Create the Difference of Gaussian (DoG) stack

To create a difference-of-Gaussian stack, all you need to do is subtract each layer from the layer following. Create a method that does this using this template:

%diff = findDiffOfGaussianStack(stack)
%
% Create Difference-of-Gaussian stack from stack of Gaussian images
%
%   stack - three-dimensional array, where stack(:,:,i) is a  
%           gaussian-filtered image.
%
%   diff - the difference-of-gaussian stack.
%
% See filterStack -- creates stack of Gaussian images

% Author: Phileas Fogg
% Term: Winter 2012-2013
% Course: CS498 - Computer Vision
% Assignment: Lab 3 - SIFT interest-point detection

function diff = findDiffOfGaussianStack(stack)

Find interest-points

You may want to develop this next method as a script, and then convert it to a method once it is working. This allows all your local variables to be in the workspace, and if an error occurs, you can see what their values are at the time of an error. An alternative method is to use the Matlab commands dbstop if error and dbclear if error to enable/disable going into debug mode when an error occurs. See other useful commands for debugging in the table at the start of the lab.
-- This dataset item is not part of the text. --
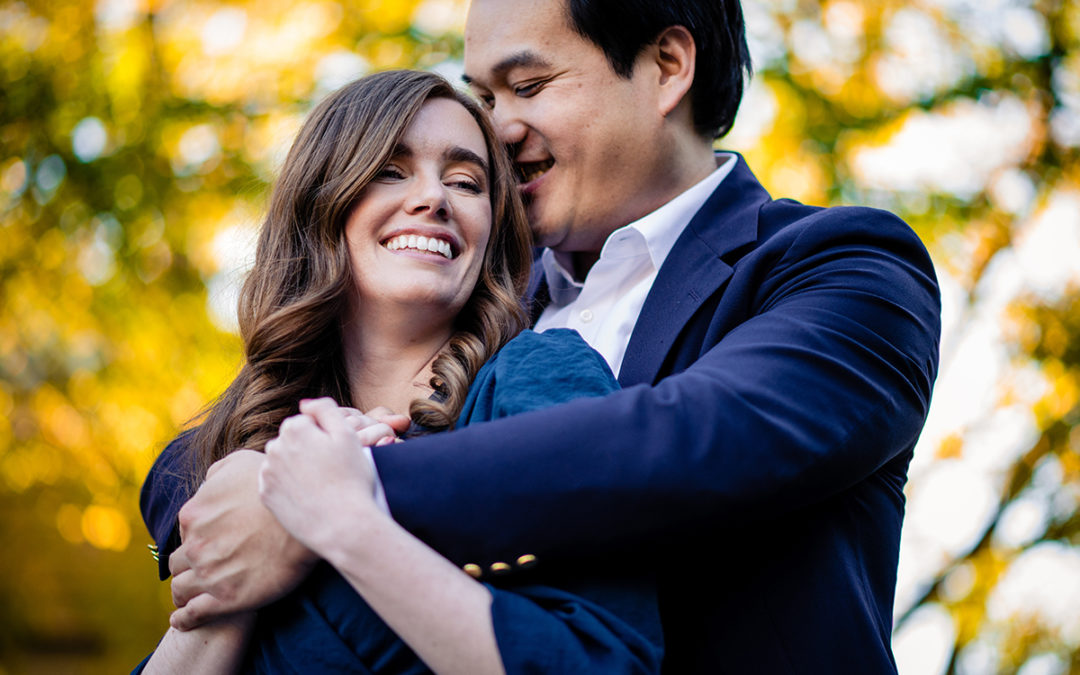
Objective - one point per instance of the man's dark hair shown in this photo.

The interest-points are simply the minima and maxima of the DoG stack. In particular, these are the points that are either greater than or smaller than the 26 points that are nearest neighbors both in the image plane around them, and in the plane above and below. (See the figure in the text.) The function imregionalmax can be used to find the maxima that meet this criteria: maxStack = imregionalmax(diff);. To find the minima simply run imregionalmax on the image -diff. This function returns a logical image, that is, an image where all values are "true" or "false". The "true" values in this image mark the locations of the maxima. Be sure not to accept any points at the edges of the image, or in the top or bottom images of the stack. imregionalmax will return this.

For debug purposes, you can view a projection through the whole stack by using the method imshow(max(maxStack,[],3))

Filtering points based on intensity

Remove the points that have a value of less than 0.03 in the DoG stack. (This assumes that you have scaled the original pixel values to be in the range [0 1] instead of [0 255].)

Both this and the previous section can be accomplished with indexing and logical arrays to avoid loops

Filtering out "edge" points

As discussed in lecture, many of these points may be on edges. Edge point can be difficult to localize. To determine if a point is on an edge, we will look at the second derivatives of the image at the point. Since we are looking at minima and maxima, the second derivatives are all we need to form a local approximation to the image, which will look like a parabola along one dimension and a paraboloid in the two dimesnions of the image. The shape of this parabaloid is determined by the values of the Hessian matrx:

H = [∂D/∂x∂x  ∂D/∂x∂y] 
    [∂D/∂x∂y  ∂D/∂y∂y]

where D is the DoG image, and x and y are the changes in the x and y dimensions. (Recall i=y, x=j, and that they are in the opposite order of each other. We actually do want to use x and y here, because eventually we will want to measuer orientations of derivatives, and this helps us not mix things up.)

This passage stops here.